Accurate prediction of ship fuel consumption is critical for improving maritime energy efficiency and reducing emissions; however, fair model comparison remains hindered by methodological heterogeneity and scarcity of high-quality, standardized datasets. To address this, we introduce the first publicly available multi-vessel operational–environmental fused time-series dataset and establish a unified benchmark. We pioneer the application of in-context learning (ICL) to ship energy consumption forecasting, building upon the lightweight TabPFN foundation model while integrating vessel speed, environmental variables, and temporal features. Comprehensive experiments demonstrate that incorporating environmental and temporal context significantly enhances prediction accuracy. TabPFN achieves competitive performance—slightly surpassing conventional regression models—while maintaining low computational overhead and real-time inference capability, confirming its suitability for onboard deployment. This work provides a reproducible benchmark and a novel paradigm for data-driven intelligent energy efficiency optimization in maritime operations.

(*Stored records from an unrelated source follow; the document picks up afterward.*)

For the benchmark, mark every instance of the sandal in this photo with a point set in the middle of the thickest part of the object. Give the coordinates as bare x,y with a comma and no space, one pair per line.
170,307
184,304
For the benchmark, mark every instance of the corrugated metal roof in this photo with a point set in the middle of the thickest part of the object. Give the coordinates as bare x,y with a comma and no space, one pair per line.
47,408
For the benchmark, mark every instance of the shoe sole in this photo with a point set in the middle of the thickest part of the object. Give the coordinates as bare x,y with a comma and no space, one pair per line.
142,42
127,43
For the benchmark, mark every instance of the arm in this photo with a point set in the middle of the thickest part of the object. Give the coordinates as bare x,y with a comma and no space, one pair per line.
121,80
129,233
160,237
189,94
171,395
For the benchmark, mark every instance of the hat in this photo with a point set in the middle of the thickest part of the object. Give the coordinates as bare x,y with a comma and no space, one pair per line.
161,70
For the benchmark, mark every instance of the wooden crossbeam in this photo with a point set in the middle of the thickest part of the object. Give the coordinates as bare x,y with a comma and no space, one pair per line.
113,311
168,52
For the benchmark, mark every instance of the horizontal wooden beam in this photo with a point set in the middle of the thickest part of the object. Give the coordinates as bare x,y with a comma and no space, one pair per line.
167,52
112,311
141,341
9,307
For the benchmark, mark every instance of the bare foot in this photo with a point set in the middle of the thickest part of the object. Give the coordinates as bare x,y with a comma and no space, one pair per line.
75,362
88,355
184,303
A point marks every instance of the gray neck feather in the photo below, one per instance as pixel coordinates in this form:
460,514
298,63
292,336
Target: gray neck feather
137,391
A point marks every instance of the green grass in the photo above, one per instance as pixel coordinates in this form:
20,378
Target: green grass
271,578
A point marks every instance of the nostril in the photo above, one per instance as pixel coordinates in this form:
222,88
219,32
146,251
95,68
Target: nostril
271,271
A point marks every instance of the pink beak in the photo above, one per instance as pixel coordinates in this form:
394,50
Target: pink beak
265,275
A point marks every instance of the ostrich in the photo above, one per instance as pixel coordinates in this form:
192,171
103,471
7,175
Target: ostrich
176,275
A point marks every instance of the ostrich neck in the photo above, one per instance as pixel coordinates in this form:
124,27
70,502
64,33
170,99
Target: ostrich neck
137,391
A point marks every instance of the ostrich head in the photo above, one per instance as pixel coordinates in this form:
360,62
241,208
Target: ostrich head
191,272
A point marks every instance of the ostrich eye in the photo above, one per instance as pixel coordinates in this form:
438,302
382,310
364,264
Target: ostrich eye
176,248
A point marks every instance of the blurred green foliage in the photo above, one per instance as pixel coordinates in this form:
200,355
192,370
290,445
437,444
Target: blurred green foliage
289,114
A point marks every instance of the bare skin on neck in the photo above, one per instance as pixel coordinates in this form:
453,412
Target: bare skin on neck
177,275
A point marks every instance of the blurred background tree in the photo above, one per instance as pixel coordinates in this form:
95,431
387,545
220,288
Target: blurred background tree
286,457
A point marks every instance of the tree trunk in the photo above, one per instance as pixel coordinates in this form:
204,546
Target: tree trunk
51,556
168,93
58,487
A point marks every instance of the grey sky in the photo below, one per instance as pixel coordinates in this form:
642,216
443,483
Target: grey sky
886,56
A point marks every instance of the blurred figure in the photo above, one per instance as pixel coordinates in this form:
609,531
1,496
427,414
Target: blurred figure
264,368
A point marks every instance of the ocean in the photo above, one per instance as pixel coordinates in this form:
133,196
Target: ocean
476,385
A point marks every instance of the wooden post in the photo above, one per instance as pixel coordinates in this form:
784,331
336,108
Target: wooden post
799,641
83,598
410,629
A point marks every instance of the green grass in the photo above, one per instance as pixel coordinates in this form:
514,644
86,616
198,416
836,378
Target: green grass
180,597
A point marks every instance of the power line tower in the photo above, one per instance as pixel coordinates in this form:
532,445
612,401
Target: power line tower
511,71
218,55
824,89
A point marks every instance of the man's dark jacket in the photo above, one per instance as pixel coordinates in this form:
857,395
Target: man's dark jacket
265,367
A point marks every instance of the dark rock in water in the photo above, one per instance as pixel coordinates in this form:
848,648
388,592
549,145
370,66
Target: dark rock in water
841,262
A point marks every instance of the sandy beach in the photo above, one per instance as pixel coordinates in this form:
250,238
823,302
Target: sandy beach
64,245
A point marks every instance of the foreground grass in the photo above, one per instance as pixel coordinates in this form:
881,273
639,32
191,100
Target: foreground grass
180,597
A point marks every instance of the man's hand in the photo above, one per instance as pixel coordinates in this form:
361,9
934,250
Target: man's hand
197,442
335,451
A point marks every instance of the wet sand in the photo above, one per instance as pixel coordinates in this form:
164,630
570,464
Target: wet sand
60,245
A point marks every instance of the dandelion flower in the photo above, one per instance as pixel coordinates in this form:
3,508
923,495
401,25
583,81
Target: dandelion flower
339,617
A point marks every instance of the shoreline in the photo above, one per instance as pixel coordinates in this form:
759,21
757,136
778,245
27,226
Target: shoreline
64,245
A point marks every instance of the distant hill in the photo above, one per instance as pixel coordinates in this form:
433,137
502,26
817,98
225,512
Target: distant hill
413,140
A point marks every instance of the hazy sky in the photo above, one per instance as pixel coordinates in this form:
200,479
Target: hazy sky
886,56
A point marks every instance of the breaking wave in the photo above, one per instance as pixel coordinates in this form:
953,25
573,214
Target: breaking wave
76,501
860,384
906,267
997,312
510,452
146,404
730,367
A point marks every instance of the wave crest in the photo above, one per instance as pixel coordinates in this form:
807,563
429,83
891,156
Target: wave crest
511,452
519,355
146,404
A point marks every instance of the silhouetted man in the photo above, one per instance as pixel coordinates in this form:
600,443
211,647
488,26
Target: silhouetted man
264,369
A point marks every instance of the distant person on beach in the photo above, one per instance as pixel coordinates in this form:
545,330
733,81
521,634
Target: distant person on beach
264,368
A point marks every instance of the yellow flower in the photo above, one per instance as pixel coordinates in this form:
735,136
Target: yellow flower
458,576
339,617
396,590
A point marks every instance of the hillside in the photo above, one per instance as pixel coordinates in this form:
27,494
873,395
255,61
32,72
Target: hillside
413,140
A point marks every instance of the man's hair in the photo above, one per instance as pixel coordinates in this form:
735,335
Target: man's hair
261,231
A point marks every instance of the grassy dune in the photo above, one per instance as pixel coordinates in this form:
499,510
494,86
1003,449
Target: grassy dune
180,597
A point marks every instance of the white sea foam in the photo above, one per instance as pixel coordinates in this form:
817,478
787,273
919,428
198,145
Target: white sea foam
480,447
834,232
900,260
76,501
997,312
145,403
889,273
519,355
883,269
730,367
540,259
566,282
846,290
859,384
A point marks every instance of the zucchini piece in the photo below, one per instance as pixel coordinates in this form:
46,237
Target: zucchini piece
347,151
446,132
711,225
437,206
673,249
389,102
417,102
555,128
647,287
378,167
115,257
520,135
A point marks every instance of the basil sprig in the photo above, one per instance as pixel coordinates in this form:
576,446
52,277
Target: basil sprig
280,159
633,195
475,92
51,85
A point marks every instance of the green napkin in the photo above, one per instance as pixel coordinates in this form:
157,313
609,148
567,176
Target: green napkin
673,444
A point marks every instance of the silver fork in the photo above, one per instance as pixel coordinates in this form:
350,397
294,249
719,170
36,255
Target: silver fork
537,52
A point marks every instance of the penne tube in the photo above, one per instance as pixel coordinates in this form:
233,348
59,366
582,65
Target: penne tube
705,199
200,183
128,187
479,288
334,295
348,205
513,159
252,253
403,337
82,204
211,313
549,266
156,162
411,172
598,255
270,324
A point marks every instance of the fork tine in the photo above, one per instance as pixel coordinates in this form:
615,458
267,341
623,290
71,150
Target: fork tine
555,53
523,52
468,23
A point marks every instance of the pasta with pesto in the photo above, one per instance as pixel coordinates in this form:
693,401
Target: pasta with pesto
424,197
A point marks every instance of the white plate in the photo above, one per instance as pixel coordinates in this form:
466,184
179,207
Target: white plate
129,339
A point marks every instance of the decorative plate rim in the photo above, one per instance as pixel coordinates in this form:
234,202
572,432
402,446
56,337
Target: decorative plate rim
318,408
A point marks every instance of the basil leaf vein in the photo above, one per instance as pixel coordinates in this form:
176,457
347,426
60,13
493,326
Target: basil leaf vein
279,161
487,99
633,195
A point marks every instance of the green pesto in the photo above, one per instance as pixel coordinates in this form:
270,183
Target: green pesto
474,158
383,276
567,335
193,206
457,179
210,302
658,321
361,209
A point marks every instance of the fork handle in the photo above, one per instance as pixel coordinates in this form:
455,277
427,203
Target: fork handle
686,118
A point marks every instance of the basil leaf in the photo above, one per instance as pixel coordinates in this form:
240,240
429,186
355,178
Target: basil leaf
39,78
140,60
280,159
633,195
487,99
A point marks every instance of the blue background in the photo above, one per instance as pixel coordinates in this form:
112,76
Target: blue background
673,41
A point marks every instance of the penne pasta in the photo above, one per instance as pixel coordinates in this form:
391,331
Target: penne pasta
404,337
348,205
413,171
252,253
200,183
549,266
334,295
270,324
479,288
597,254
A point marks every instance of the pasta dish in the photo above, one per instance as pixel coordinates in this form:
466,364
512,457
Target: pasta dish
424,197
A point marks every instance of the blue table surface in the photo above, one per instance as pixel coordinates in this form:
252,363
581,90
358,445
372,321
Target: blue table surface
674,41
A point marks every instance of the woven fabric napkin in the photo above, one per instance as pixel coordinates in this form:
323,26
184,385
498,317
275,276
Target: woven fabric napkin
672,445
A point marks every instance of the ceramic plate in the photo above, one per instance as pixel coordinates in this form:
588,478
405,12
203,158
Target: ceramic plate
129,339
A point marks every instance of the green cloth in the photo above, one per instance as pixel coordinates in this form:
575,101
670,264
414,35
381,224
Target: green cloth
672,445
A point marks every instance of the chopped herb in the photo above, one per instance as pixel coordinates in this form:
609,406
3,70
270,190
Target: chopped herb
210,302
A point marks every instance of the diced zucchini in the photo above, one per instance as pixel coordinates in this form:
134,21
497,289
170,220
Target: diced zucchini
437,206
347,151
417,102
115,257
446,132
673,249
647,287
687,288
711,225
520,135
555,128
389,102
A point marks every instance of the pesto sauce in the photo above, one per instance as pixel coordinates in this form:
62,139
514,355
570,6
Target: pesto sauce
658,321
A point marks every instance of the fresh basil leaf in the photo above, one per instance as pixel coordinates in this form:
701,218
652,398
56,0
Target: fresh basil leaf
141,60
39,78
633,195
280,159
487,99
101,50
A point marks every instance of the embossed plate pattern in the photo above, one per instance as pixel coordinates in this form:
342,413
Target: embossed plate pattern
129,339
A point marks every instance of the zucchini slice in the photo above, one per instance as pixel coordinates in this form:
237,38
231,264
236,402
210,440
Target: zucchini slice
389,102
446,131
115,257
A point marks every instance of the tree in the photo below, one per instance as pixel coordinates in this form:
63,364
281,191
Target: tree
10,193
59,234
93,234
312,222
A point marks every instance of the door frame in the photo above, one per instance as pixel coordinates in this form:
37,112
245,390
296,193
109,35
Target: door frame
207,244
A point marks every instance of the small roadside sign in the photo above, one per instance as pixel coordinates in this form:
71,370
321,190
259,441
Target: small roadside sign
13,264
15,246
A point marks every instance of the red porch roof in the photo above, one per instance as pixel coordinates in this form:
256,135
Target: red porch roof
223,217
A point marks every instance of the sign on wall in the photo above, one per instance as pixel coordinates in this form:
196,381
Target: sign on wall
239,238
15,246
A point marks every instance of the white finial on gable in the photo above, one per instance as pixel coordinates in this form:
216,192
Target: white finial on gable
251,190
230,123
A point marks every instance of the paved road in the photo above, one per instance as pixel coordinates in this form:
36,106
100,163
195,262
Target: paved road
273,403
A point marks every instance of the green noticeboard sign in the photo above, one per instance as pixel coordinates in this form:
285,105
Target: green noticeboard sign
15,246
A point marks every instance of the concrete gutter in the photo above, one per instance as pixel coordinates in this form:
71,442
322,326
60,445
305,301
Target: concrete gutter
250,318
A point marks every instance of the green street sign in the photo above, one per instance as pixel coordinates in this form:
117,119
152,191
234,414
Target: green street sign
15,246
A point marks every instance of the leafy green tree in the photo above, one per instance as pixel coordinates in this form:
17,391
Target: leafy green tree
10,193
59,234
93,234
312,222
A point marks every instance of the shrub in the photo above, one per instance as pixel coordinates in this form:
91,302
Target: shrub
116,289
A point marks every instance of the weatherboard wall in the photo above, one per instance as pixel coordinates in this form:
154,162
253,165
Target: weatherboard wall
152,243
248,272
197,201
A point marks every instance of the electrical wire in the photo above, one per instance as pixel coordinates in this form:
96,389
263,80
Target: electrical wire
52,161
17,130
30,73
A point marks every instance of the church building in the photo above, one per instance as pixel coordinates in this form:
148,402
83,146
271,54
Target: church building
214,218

In the shipping industry, fuel consumption and emissions are critical factors due to their significant impact on economic efficiency and environmental sustainability. Accurate prediction of ship fuel consumption is essential for further optimization of maritime operations. However, heterogeneous methodologies and limited high-quality datasets hinder direct comparison of modeling approaches. This paper makes three key contributions: (1) we introduce and release a new dataset (https://huggingface.co/datasets/krohnedigital/FuelCast) comprising operational and environmental data from three ships; (2) we define a standardized benchmark covering tabular regression and time-series regression (3) we investigate the application of in-context learning for ship consumption modeling using the TabPFN foundation model - a first in this domain to our knowledge. Our results demonstrate strong performance across all evaluated models, supporting the feasibility of onboard, data-driven fuel prediction. Models incorporating environmental conditions consistently outperform simple polynomial baselines relying solely on vessel speed. TabPFN slightly outperforms other techniques, highlighting the potential of foundation models with in-context learning capabilities for tabular prediction. Furthermore, including temporal context improves accuracy.